Colcannon and Sausages with Guinness & Onion gravy

Main courseServes 4

Ahead of St Patricks day next week, this version of traditional Irish dish colcannon from the team at Shaws of Huddersfield, uses their Caramelised Red Onion Chutney along with Guinness to create a rich gravy to smother over this hearty and comforting dish. Find more recipe inspiration and to buy their range online visit www.shaws1889.com

Ingredients

8 quality pork sausages
800g Potatoes, peeled & chopped
½ Savoy cabbage, sliced
50g crispy bacon rashers, chopped
25g Butter
50ml Single cream
Nutmeg
Salt and pepper
¼ can Guinness
½ jar Shaws Caramelised Red Onion Chutney

Method

  1. Boil the potatoes in a pan until softened, then drain and mash with the cream, salt, pepper and a pinch of nutmeg. 2. Meanwhile in another pan, on a medium heat, add a little oil and the butter then cook the cabbage until softened.
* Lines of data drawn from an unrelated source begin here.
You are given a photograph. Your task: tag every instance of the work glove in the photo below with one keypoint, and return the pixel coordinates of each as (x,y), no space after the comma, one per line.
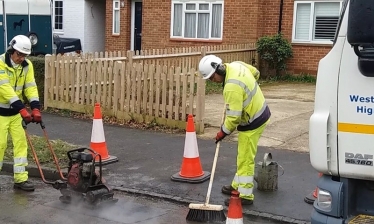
(220,135)
(37,116)
(25,115)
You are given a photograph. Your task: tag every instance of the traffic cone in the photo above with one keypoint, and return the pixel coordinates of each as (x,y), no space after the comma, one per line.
(235,211)
(98,143)
(191,170)
(311,197)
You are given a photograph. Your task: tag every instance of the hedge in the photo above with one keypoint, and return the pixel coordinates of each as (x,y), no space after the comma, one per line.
(39,66)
Add this and the bacon to the mashed potatoes and stir though. 4. Cook the sausages in a frying pan for the time stated on the packet. 5. Once cooked, pour over the Guinness and allow to bubble for a minute or two, remove the sausages to a plate and add the Caramelised Red Onion Chutney to the slightly reduced Guinness. Stir until well combined and allow to boil for another 2 minutes. 6. Arrange the Colcannon potatoes and sausages on a plate and pour over the gravy. Enjoy!